1100 | 0.000059737665 |

8000 | 0.000003811015 |

25,000 | 0.000000147841 |

50,000 | 0.000000003084 |

100,000 | 0.000000000026 |

The payoff table for \(m = 15\) is given below. Compute the probability density function, mean, and standard deviation of the payoff.

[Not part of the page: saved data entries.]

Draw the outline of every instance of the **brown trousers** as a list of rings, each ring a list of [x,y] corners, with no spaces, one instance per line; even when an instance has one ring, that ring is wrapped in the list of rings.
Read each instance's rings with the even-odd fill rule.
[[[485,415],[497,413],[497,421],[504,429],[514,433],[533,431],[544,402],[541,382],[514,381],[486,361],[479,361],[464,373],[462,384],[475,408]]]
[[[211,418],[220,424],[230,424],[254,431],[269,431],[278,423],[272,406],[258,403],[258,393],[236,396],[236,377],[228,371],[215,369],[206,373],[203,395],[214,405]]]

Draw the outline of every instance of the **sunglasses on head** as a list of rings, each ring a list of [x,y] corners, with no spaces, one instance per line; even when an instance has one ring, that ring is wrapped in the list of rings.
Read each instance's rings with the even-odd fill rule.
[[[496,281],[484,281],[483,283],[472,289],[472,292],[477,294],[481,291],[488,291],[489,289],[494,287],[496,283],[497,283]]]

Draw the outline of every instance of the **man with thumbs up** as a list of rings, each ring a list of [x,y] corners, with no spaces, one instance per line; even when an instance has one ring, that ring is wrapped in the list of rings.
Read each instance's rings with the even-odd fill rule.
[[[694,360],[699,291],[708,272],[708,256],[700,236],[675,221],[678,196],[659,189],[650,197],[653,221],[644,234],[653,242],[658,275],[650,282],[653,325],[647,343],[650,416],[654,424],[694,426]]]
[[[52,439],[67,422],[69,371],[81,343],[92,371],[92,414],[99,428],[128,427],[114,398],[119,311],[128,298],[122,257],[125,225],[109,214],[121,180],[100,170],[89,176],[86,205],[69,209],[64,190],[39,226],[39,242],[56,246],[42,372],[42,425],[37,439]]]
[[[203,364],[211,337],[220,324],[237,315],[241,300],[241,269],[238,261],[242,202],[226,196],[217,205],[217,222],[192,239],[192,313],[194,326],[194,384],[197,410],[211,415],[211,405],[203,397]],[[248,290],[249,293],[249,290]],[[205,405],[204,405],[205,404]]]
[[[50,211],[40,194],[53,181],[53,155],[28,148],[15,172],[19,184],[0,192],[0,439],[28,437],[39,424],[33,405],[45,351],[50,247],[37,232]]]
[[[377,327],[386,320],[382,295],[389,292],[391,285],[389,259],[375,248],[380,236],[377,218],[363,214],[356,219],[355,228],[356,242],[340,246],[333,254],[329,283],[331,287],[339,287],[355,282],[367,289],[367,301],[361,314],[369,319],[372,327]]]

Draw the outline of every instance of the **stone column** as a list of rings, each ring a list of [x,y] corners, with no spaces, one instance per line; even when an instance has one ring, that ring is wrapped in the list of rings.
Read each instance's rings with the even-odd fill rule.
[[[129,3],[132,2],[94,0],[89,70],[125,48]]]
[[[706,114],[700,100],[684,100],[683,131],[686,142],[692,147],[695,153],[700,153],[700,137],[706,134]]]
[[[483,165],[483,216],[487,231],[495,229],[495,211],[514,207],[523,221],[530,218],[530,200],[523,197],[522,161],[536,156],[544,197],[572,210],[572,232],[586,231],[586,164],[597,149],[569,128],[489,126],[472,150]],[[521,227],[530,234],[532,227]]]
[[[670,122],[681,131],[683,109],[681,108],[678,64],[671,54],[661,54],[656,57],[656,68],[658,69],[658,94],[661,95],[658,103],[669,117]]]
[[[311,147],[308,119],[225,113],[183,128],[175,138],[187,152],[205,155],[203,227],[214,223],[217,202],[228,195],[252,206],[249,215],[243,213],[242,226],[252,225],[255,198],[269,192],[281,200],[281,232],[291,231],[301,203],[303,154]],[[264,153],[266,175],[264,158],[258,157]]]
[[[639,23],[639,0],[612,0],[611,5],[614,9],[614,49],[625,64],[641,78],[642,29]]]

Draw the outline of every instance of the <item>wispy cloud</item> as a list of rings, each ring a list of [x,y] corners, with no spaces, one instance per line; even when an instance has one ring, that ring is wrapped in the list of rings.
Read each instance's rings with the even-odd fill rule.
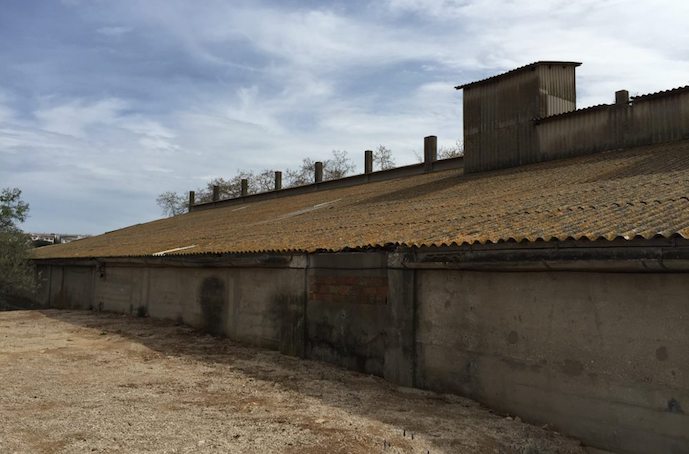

Catches | 0 | 1 | 2 | 3 | 4 | 5 | 6 | 7 | 8 | 9 | 10 | 11 | 12 | 13 | 14 | 15 |
---|---|---|---|---|---|---|---|---|---|---|---|---|---|---|---|---|

Payoff | 1 | 0 | 0 | 0 | 0 | 0 | 0 | 10 | 25 | 100 | 300 | 2800 | 25,000 | 50,000 | 100,000 | 100,000 |

Pick \(m = 15\), \(\E(V) = 0.7144017020\), \(\sd(V) = 24.31901706\)

\(v\) | \(\P(V = v)\) |
---|---|

0 | 0.95333046038902 |

1 | 0.00801614417729 |

10 | 0.02988971956684 |

25 | 0.00733144064847 |

100 | 0.00126716258122 |

300 | 0.00015205950975 |

2800 | 0.00001234249267 |

25,000 | 0.00000064960488 |

50,000 | 0.00000002067708 |

100,000 | 0.00000000035046 |

100,000 | 0.00000000000234 |

In the exercises above, you should have noticed that the expected payoff on a unit bet varies from about 0.71 to 0.75, so the expected profit (for the gambler) varies from about \(-0.25\) to \(-0.29\). This is quite bad for the gambler playing a casino game, but as always, the lure of a very high payoff on a small bet for an extremely rare event overrides the expected value analysis for most players.

With \(m = 15\), show that the top 4 prizes (25,000, 50,000, 100,000, 100,000) contribute only about 0.017 (less than 2 cents) to the total expected value of about 0.714.

On the other hand, the standard deviation of the payoff varies quite a bit, from about 1 to about 55.

Although the game is highly unfavorable for each \(m\), with expected value that is nearly constant, which do you think is better for the gambler—a format with high standard deviation or one with low standard deviation?